次に、実施例1に係るHV冷却システム1の作用、効果について説明する。
このHV冷却システム1は、ポンプ21と、電動モータ22と、制御回路23及び駆動回路24を収容するケーシング20が合成樹脂により形成されているため、金属製ケーシングを用いた電動モータ付きポンプに比べて電動モータ付きポンプ2の重量低減とコスト低減とを達成することができる。また、冷却水の移動経路であるホース3をパイプ部材41,42等を介して確実にグランド接地することができるため、冷却水の導電性や発信用アンテナとして機能するホース3の長さに拘わらず、簡単な構造でHV冷却システム1の軽量化を図りつつ、電動モータ22からホース3を介して周囲に発信される電磁ノイズを抑制することができ、電子機器の誤作動を防止できる。

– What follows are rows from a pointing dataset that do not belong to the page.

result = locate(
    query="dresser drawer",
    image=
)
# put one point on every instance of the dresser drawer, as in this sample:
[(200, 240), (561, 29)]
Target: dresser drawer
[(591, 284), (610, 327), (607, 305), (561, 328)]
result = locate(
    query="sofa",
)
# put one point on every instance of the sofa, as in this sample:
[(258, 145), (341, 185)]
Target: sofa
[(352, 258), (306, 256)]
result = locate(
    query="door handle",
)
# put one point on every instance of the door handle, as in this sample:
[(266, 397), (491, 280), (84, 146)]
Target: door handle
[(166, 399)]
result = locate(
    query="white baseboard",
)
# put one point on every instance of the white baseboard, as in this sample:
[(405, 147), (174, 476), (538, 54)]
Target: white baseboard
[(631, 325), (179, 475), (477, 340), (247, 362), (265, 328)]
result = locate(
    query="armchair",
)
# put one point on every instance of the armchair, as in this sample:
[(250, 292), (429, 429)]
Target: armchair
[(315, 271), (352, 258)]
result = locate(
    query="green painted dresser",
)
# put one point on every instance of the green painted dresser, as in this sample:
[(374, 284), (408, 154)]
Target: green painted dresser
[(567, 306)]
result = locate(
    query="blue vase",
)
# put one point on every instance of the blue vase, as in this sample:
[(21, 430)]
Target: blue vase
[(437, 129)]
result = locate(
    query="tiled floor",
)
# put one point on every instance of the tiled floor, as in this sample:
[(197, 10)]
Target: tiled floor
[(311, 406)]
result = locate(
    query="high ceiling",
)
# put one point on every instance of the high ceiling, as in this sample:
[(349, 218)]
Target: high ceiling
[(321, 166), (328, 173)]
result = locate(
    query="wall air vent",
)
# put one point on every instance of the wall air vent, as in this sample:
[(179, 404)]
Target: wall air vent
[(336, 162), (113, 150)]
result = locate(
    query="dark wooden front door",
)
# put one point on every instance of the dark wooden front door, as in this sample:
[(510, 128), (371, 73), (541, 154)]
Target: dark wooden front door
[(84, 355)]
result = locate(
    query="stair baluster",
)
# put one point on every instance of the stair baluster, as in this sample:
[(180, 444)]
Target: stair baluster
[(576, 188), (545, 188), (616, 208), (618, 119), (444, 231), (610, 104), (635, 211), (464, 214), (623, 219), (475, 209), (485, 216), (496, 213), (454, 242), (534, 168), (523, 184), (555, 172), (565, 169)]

HV冷却システム1を循環する冷却水が、アンテナ効果が高くなるイオン化傾向が高い成分であっても、冷却水の移動経路であるホース3を利用して確実にグランド接地することができ、部品点数を増加することなく、電磁ノイズを抑制できる。
電動モータ付きポンプ2は、パワーコントロールユニットPUに導電性を有する冷却水を供給するウォータポンプであるため、冷却水が導電性が高いラジエータ冷却水等であっても、電動モータ22から発生した電磁ノイズによるパワーコントロールユニットPUの誤作動を防止できる。
図7に基づき、実施例1に係るHV冷却システム1の変形例1Aについて説明する。
尚、前記実施例1のHV冷却システム1と異なる構成についてのみ説明し、実施例1と同一の部材には同一の符号を付して説明を省略する。

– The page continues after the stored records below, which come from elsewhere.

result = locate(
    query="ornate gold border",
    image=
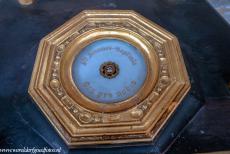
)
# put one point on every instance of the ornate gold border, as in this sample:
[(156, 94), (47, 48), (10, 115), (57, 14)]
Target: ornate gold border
[(78, 124), (88, 37)]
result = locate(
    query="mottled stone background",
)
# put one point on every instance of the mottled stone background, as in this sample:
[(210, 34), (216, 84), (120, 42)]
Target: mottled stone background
[(205, 41)]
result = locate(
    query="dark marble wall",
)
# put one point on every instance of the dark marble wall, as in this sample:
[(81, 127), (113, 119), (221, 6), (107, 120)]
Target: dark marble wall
[(204, 39)]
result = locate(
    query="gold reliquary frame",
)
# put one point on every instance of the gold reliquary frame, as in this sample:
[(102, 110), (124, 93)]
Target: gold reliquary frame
[(81, 121)]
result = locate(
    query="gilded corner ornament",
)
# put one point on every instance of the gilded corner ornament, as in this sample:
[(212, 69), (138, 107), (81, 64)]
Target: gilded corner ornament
[(108, 77)]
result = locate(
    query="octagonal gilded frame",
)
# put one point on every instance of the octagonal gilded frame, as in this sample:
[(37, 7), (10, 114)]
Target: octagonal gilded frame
[(80, 121)]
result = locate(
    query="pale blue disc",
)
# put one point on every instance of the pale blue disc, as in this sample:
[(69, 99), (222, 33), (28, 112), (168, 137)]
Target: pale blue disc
[(125, 84)]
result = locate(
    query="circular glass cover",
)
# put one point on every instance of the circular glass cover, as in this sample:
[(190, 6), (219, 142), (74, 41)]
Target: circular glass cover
[(109, 71)]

図7に示すように、HV冷却システム1Aのホース3Aは、電動モータ付きポンプ2の吐出孔20eから吸入孔20dに亙ってループ状に形成され、カーボン(C)が添加された導電性を有するゴム材料により形成されている。電動モータ付きポンプ2の吐出孔20eとトランスアクスルTAとは、実施例1で示したパイプ部材41を用いることなく、ホース部31A単体により接続されている。 ホース部31Aは、金属製取付ブラケット50Aによって車体部材VBに固定されている。

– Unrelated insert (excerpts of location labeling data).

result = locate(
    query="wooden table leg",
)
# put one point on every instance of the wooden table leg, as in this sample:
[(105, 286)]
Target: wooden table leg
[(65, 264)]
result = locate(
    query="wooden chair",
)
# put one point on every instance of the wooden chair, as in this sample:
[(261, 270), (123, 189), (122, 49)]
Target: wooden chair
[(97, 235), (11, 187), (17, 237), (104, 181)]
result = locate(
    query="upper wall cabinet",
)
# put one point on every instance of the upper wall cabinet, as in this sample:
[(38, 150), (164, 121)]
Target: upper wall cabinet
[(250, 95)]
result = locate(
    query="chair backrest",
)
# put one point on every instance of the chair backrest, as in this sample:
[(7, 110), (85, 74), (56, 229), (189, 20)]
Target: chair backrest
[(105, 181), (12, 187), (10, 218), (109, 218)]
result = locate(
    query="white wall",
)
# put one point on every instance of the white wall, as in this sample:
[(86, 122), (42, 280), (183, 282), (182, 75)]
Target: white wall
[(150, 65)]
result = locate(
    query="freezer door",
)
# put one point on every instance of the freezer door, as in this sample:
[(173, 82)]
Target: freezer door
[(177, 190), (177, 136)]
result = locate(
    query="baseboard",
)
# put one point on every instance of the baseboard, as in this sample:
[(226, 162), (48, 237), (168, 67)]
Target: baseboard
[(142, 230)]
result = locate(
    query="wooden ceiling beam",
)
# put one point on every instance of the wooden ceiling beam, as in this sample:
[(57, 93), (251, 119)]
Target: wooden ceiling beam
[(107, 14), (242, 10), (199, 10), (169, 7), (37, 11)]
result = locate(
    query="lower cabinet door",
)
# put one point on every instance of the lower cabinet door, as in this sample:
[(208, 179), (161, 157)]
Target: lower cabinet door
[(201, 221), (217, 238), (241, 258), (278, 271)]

これにより、ホース部31Aを、導電性ジョイント部材等を用いることなく、取付ブラケット50Aを介して直接的にグランド接地できるため、更に部品点数を低減でき、電動モータ22から外部へ発生する電磁ノイズを効果的に抑制することができる。
図8に基づき、実施例1に係るHV冷却システム1の別の変形例1Bについて説明する。
図8に示すように、HV冷却システム1Bのホース3Bは、電動モータ付きポンプ2の吐出孔20eから吸入孔20dに亙ってループ状に形成され、カーボン(C)が添加された導電性を有するゴム材料により形成されている。電動モータ付きポンプ2の吸入孔20dとリザーバタンク5とは、ホース部36A単体により接続されている。ホース部36Aの下流端は、導電性を備えた金属製クリップ62Aにより吸入孔20dに締結され、クリップ62Aは、ボルト63によって車体部材VBに固定されている。
これにより、クリップ62Aがポンプ21の吸入孔20dに設けられているため、電磁ノイズの発信用アンテナを形成する吸入孔20dからグランド接地地点(クリップ62A)までの長さを最短化することができ、電動モータ22からホース3Bを介して周囲に発信される電磁ノイズを防止することができる。
次に、前記実施例を部分的に変更した変形例について説明する。
1〕前記実施例においては、吸入孔及び吐出孔の近傍位置に夫々グランド接地するためのパイプ部材を設けた例を説明したが、少なくとも何れか一方のみにパイプ部材を設けても良い。また、パイプ部材を、他の冷却水供給対象部材間に配置し、3個所以上設けることも可能である。
2〕前記実施例においては、冷却水を循環させるホースがカーボンを含有した磁性体材料により形成された例を説明したが、少なくともホースが導電性を備えれば良く、他の導電性材料により形成されたホースを用いることも可能である。
3〕前記実施例においては、車両用HV冷却システムに適用した例を説明したが、少なくとも導電性液体を供給可能な電動モータ付きポンプを備えていれば良く、工作機械や建築機械等の電動モータ付きポンプに適用しても良い。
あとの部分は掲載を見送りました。